Leaders of dozens of universities around the world have signed the climate-emergency declaration, from Germany, the U.K., Canada, Mexico, Japan, France, Saudi Arabia, India, Uganda, Venezuela, Costa Rica and others.
Monday marks the start of the 25th Conference of the Parties of the U.N. Framework Convention on Climate Change, which is charged with making sure that the convention, and the 2015 Paris Agreement, are being implemented.
U.N. officials cite recent reports showing that levels of heat-trapping greenhouse gases in the atmosphere have reached another record high, meaning that future generations will confront increasingly severe climate-change effects such as rising temperatures, extreme weather and rising sea levels.
The U.N. Environment Programme warns that reductions in greenhouse-gas emissions of 7.6 percent a year from 2020 to 2030 are needed to meet the internationally agreed goal of a 1.5-degree increase in average global temperatures over pre-industrial levels.
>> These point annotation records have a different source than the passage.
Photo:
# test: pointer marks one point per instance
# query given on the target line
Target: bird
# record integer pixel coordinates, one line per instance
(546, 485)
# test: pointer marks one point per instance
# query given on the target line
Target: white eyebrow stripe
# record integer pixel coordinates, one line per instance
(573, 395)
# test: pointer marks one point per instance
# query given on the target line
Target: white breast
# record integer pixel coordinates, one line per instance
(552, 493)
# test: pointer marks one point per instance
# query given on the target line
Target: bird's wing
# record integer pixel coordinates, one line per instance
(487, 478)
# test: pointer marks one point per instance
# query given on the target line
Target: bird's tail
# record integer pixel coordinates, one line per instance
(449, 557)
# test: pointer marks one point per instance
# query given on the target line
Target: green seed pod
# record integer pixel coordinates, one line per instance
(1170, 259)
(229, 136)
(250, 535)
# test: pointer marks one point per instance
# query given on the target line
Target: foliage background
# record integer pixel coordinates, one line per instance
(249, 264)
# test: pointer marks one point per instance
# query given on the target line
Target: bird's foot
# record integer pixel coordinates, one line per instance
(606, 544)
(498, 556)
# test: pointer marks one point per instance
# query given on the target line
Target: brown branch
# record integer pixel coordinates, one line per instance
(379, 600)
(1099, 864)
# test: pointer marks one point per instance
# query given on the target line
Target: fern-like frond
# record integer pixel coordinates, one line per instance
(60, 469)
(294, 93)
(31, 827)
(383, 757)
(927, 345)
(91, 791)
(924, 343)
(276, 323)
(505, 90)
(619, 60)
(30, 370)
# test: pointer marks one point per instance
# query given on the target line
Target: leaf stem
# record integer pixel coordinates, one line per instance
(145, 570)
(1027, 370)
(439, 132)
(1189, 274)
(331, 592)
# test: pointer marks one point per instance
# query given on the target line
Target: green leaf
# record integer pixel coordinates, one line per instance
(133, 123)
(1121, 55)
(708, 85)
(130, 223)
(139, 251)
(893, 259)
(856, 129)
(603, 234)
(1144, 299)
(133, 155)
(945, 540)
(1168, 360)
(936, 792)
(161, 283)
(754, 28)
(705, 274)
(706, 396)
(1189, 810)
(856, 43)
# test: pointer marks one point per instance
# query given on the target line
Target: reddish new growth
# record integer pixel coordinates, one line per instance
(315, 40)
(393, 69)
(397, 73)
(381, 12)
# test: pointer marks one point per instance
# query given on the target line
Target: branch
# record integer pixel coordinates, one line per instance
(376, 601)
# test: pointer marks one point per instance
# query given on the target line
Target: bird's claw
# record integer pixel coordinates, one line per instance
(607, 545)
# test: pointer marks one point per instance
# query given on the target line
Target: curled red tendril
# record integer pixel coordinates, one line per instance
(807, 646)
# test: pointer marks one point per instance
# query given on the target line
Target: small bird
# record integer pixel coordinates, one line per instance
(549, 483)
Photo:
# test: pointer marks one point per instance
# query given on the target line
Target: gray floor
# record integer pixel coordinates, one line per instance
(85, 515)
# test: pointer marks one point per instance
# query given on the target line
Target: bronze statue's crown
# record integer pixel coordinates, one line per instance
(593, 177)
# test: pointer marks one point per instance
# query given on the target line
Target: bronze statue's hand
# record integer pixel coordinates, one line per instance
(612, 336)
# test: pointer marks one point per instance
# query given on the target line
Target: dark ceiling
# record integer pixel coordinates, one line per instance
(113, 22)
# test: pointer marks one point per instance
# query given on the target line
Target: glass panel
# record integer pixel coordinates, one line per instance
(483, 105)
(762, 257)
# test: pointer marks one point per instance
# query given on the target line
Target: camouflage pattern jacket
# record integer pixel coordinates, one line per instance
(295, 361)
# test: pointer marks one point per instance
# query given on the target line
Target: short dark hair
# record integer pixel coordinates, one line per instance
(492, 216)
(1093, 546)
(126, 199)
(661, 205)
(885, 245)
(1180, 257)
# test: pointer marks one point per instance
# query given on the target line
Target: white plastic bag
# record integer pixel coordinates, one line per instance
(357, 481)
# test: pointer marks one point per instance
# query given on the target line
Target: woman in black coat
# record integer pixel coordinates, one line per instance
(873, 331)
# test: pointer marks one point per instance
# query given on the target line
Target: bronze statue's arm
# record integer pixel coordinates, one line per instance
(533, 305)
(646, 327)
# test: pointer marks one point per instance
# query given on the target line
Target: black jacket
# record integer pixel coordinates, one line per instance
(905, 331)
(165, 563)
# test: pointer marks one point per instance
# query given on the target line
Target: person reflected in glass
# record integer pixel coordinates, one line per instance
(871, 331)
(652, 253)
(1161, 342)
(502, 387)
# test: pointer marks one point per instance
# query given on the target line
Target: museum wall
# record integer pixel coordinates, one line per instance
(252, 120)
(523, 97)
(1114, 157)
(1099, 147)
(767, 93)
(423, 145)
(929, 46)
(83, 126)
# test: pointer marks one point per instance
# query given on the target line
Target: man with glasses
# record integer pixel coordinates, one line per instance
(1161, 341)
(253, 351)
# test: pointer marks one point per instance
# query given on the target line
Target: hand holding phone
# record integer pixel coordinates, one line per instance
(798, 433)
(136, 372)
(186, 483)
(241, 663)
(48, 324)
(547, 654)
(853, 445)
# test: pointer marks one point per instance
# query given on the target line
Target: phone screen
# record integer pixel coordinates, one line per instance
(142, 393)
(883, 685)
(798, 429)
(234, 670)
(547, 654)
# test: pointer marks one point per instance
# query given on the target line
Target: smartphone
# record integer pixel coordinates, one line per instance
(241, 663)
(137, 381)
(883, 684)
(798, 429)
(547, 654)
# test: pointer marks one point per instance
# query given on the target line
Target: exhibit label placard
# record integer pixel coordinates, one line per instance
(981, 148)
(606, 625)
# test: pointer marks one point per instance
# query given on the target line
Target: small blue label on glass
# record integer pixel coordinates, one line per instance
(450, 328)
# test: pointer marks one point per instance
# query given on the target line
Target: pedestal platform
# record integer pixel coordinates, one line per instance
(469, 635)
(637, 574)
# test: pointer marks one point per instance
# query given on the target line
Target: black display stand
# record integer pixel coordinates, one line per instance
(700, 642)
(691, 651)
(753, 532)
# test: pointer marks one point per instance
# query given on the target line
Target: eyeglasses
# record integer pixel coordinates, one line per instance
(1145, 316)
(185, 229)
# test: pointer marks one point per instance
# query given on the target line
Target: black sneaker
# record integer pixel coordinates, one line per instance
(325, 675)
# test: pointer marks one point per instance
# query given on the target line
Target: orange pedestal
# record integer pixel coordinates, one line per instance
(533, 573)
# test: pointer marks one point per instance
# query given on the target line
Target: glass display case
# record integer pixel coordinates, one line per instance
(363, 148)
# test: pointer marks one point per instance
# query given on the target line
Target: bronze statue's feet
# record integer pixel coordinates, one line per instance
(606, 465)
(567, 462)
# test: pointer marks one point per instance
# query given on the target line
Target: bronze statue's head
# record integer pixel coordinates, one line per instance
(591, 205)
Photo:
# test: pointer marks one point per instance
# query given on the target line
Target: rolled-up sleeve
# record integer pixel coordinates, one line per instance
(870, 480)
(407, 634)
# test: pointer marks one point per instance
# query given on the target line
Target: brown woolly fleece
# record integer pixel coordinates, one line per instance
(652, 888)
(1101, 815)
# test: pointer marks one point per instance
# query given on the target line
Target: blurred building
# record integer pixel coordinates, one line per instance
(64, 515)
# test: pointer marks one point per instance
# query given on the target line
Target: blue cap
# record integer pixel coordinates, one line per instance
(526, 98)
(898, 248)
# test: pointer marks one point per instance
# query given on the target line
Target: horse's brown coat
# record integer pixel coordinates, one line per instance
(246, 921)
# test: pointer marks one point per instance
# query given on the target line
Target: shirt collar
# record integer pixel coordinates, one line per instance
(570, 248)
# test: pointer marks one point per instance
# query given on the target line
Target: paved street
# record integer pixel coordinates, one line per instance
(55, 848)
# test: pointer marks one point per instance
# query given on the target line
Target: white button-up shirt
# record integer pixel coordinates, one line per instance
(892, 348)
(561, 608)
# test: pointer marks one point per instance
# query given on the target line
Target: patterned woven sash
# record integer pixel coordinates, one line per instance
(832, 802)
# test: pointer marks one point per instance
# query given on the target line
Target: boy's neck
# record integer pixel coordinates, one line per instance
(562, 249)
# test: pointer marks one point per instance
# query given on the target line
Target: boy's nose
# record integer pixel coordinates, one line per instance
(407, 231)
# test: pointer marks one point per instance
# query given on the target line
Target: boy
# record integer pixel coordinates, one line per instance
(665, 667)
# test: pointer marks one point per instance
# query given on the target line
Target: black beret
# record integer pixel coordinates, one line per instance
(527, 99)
Scientists agree that will be difficult and the window of opportunity is growing smaller.
More than 70 nations have committed to net-zero carbon emissions by 2050, though not countries that emit the most greenhouse gases, including the United States.
This is the final conference before many nations must submit new climate action plans in 2020.
“This year’s conference is important towards getting the countries on track for their current promises and to also further strengthen their reductions in emissions,” said climate expert Donald Wuebbles, UI professor of atmospheric sciences. He has led studies assessing the potential impact of climate change on urban areas, agriculture and water resources and was a lead author on reports from the Intergovernmental Panel on Climate Change, which was awarded the Nobel Peace Prize in 2007.
“The United States needs to be part of this but isn’t,” he said.
The world is still increasing carbon emissions, not reducing them, Wuebbles noted.
While there are signs of positive change — such as the growing use of solar and other alternative energy sources for transportation and power needs — “we are doing so very slowly,” he said.